Rede zusammen mit „NoLimit“ auf der Demo „Gegen jedes Lager! Bleiberecht für alle!“ – 27.3.2021

Wir möchten heute ein paar Dinge zu Polizeigewalt und Rassismus sagen.

1.

Dafür gab es im letzten Jahr viele Anlässe – auch wenn es das, was im letzten Jahr sichtbarer wurde, schon lange gibt. 

George Floyd wurde ermordet – weil er Schwarz war.

George Floyd wurde ermordet – von einem Polizisten.

George Floyd wurde ermordet – von einem Rassisten.

Er wurde Opfer von einem Rassisten, rassistischer Verhältnisse und einer rassistischen Institution.

Als weißer wäre ihm das erspart geblieben.

Die Weltweiten Black Lives Matter Proteste haben ein Bewusstsein gestärkt für die Notwendigkeit antirassistischer Kämpe überall.

181 People of Color sind laut der Initiative Death in Custody seit 1992(!) in Gewahrsam oder durch den Gebrauch von Schusswaffen in Zusammenhang mit polizeilichen Maßnahmen ermordet worden.

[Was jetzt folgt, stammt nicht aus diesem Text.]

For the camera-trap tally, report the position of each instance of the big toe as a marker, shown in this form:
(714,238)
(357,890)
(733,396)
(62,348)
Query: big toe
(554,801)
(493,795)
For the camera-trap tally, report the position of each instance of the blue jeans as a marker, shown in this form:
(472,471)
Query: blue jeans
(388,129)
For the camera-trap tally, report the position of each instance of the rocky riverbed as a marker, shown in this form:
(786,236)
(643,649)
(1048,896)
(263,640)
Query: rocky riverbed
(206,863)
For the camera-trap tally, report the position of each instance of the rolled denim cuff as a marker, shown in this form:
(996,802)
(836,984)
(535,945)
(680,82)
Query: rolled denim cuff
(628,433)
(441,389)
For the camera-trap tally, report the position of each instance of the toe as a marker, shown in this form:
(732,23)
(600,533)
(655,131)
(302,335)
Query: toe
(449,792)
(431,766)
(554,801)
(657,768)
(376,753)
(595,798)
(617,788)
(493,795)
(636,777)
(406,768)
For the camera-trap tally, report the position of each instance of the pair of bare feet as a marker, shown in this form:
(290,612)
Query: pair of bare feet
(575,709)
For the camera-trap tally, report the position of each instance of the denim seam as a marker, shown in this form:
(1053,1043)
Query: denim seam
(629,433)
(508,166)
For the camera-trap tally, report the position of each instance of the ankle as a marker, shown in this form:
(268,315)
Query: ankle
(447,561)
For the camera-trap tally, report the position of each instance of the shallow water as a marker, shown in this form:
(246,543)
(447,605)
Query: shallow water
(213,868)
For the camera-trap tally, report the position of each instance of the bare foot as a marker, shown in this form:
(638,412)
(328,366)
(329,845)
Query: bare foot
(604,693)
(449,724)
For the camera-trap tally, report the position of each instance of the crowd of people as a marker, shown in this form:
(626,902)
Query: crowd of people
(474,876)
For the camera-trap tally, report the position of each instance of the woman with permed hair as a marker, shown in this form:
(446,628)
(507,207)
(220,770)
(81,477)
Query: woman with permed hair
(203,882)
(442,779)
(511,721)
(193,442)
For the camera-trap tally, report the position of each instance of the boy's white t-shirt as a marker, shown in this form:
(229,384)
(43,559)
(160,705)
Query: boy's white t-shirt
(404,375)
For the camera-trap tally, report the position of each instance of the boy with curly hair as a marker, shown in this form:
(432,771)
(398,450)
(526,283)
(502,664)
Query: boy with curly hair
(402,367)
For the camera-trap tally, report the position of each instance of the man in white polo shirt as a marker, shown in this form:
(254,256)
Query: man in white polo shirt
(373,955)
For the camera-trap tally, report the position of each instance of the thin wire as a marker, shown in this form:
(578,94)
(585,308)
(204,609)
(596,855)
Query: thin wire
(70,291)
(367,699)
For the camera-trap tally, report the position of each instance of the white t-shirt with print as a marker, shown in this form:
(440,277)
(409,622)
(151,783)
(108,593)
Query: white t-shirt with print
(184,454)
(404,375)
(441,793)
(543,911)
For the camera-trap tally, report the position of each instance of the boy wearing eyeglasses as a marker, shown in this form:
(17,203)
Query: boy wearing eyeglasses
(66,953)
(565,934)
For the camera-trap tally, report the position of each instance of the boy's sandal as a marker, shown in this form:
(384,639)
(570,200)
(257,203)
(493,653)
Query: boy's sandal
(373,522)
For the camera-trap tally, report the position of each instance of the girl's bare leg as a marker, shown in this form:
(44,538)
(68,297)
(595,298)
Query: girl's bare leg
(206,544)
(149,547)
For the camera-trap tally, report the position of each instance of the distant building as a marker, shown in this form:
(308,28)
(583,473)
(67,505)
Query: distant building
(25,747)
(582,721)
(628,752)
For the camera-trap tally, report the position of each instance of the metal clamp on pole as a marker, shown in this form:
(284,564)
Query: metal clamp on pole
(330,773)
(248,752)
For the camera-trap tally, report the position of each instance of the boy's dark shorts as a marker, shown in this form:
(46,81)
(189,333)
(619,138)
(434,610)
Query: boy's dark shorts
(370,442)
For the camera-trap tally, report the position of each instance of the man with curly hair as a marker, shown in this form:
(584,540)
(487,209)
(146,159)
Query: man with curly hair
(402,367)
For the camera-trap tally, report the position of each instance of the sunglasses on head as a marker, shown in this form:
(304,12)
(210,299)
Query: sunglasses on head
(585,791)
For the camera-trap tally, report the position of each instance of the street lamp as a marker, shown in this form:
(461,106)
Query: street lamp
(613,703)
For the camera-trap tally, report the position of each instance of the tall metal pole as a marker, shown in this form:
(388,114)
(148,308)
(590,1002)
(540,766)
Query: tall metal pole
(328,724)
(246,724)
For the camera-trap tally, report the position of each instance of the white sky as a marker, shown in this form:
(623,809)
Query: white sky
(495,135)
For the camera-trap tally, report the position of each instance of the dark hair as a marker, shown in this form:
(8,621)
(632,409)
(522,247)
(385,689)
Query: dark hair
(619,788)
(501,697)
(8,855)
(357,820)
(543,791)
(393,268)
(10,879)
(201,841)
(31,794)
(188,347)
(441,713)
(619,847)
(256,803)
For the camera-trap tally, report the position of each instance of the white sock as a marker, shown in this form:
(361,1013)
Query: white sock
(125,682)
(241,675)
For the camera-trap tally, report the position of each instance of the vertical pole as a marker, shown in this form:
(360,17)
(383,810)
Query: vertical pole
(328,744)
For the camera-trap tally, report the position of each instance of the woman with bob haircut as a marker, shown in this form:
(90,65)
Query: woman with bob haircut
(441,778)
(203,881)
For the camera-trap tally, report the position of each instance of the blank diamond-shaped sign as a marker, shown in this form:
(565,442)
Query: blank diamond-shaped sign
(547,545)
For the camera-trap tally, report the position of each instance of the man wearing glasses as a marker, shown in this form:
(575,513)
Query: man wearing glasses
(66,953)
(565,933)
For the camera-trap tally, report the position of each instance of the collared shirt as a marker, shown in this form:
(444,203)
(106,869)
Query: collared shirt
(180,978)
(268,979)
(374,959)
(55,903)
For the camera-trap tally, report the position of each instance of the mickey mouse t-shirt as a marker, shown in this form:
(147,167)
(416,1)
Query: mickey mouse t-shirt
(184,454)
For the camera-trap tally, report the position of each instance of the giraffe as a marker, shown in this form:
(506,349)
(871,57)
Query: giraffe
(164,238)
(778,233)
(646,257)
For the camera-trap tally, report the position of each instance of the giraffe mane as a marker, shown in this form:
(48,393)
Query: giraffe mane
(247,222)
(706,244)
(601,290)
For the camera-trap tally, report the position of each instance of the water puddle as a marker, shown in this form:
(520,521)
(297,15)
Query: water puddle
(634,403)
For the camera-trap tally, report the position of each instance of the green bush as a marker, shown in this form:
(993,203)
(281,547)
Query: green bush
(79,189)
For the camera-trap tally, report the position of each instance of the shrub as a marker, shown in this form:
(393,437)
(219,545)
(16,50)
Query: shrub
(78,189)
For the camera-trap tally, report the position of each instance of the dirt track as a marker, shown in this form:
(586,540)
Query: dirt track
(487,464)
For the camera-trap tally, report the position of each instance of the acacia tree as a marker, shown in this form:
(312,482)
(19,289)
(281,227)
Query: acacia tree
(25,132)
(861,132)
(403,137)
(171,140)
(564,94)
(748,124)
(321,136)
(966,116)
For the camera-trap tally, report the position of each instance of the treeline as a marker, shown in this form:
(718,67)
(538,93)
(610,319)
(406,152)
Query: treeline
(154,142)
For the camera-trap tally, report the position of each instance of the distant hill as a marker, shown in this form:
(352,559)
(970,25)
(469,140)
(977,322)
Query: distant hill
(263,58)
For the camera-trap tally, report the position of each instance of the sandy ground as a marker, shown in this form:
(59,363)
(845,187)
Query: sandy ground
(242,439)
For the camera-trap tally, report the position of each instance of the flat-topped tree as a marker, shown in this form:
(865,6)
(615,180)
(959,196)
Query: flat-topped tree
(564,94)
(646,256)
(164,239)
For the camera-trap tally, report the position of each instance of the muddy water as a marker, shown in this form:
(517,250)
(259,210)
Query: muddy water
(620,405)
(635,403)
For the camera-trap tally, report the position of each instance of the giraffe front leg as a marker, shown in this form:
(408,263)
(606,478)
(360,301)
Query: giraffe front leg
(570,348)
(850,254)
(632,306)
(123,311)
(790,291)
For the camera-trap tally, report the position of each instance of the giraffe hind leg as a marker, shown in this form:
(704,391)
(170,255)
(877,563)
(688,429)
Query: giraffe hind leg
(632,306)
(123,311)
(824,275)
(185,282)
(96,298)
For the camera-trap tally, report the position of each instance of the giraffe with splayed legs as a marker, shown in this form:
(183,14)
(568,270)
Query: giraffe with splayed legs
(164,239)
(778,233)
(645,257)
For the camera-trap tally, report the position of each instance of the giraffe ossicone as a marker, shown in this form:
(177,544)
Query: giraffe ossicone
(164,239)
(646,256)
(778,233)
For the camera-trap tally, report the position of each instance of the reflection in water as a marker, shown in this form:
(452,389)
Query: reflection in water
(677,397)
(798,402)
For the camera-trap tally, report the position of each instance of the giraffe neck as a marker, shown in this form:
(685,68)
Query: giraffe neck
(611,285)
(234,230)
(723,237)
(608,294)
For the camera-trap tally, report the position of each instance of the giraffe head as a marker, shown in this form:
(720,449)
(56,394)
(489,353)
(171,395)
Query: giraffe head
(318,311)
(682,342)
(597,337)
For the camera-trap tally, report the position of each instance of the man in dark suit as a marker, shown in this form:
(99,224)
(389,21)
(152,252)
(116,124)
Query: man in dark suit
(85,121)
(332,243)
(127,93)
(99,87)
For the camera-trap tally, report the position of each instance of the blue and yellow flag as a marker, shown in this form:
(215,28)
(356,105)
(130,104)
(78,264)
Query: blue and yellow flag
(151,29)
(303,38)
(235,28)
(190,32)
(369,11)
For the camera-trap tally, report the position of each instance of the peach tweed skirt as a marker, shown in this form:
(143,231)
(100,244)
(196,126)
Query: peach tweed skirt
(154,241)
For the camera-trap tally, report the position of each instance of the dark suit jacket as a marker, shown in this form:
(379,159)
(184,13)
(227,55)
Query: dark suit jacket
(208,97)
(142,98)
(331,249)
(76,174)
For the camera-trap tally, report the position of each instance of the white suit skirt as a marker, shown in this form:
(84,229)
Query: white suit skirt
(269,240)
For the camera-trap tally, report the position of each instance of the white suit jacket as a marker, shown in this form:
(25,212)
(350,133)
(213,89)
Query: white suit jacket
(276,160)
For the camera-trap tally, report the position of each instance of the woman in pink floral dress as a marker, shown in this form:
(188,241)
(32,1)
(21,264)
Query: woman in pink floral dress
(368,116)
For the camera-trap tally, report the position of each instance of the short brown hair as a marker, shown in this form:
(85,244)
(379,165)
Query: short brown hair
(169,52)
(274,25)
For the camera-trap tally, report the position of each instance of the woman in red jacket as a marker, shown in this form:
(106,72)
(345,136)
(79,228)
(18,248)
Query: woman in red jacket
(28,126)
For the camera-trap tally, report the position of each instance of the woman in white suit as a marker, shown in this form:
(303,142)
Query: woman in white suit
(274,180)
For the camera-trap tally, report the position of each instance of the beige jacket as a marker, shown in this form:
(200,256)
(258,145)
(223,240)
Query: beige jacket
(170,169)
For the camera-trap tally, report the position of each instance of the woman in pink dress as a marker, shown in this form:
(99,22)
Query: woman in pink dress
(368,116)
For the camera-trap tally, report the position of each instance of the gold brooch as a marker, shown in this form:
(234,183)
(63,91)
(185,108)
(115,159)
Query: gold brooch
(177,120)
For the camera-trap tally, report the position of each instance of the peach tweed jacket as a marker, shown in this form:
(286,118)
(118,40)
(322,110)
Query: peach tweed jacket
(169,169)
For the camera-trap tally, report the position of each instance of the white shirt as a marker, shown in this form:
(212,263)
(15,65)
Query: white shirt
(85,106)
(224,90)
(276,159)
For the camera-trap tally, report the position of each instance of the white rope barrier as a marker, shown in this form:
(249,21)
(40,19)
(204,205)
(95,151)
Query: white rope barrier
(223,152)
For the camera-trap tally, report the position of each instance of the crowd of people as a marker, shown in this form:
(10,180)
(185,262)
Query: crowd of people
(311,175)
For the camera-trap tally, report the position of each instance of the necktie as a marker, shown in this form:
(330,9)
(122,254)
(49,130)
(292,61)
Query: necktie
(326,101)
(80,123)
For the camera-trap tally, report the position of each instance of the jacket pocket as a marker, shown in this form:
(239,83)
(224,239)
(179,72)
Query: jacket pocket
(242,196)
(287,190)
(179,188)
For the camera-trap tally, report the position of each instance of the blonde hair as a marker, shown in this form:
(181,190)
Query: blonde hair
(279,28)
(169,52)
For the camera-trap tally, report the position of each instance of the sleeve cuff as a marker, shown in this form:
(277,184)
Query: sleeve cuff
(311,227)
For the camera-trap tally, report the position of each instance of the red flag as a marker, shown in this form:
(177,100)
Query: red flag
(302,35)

Angezündet in Dessau, rücklinks erschossen in Hannover, stranguliert in Zwickau, verbrannt in einer Zelle in Kleve: Wir werden Oury Jalloh, Halim Dener, Iliaz M., Amed Ahmad, und die 177 anderen Menschen nicht vergessen. Den Bullen werden wir ihnen Ihre Gewalttaten nicht vergeben. Es bleibt dabei: All Cops Are Bastards.

Und wir werden genau hinschauen, wenn Menschen, wie neulich Qosay K. in Delmenhorst, während sie in Polizeigewahrsam waren, sterben.

2.

Aber warum ist das so?

Erstmal: Es gibt übedurchschnittlich viele Polizist*innen, die Rassist*innen und Freunde von Faschos und Nazis sind – auch wenn man darüber keine Studien machen will. Die, die nicht so sind, teilen meistens das implizite, gewöhnliche rassistische Bewusstsein dieser Gesellschaft.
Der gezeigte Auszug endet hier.